Concludo con gli attori e tralascio una regia scolastica ma pulita. Grandissima prova di tutti e evidente segnale di una alchimia di gruppo fortissima. C'è divertimento e c'è molto coinvolgimento, anche con lo spettatore. Tutto merito, o quasi, di Ezra Miller (Patrick) semplicemente travolgente. Un tornado che sconquassa tutti ma anche molto bravo nelle sequenze più serie e riflessive.
Molto bene Logan Lerman (Charlie) anche se quando te lo ricordi in Percy Jackson, ci ripensi... Se la cava meglio all'inizio e tende a scemare ma è notevole comunque. Male, ma non malissimo, Emma Watson e qui mi fulminerete. A me piace tanto ma nelle sue due prove (qui e Marilyn) post HP, non se l'è cavata benissimo. Come Hermione era bravissima, d'altronde c'è cresciuta con quel personaggio, ma altrove, la sua recitazione sembra sempre che abbia appena sentito una battuta di cattivo gusto: rigida, occhi stretti, bocca semi aperta e storta. Qui doveva essere un animo libero ma tende a essere un pò troppo rigidina, anche se nella scena del ballo da salotto da il meglio di se. Ecco se riuscisse a essere sempre così spigliata sarebbe davvero brava.
Bravo Paul Rudd come professore d'inglese à la Detachment (e vince contro Brody seppur con soli 10 minuti di scena), incredibile notare Tom Savini che fa il prof di falegnameria e altra protagonista è la musica, anche se io sono lontano da quel tipo di musica e l'ho notata molto poco (ecco la scena in cui sentono Heroes di Bowie in galleria, dove viene proferito il titolo italiano. Bella, visivamente e concettualmente, poi rende anche l'idea dell'epoca pre internet quando lei dice "che bella canzone ma cos'è?". Si, ma come, Heroes? Dai siete esperti di musica e non la conoscete?).
In definitiva, Noi siamo infinito, è un ottimo film sull'adolscenza, trattata con molto tatto e delicatezza, con un cast fenomenale. Certamente vale una visione quando uscirà in Italia.
Ne hai dato un giudizio positivo che condivido.
RispondiEliminaLa divergenza è sull'interpretazione della Watson.
A me è piaciuta in due momenti in particolare: quando Charlie le parla dell'amico suicida e quando riceve il 45 giri dei Beatles.

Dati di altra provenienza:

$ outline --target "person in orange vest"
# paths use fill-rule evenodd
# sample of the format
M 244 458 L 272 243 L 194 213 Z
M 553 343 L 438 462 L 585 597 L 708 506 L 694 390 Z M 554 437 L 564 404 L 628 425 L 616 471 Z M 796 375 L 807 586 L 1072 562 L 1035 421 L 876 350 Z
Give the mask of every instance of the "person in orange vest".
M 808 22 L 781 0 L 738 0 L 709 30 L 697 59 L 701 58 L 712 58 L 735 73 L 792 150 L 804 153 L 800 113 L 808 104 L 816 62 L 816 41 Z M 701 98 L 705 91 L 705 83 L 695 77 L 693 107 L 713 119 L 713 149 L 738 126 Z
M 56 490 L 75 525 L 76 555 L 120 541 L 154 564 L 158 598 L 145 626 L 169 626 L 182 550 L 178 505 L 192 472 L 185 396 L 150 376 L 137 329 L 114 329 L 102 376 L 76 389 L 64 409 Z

Non so, ma solo con lo sguardo riesce a trasmettere la miriade di sentimenti di quel momento
Eh a me sembra sempre rigida. Vero, quelle due scene che citi sono da annoverare tra i momenti buoni della sua prestazione, però complessivamente - e soprattutto leggendo che tipo di personaggio è Sam nel romanzo, e quindi nel film- mi ha un pò deluso. Si farà, ma spero vivamente torni coi capelli lunghi.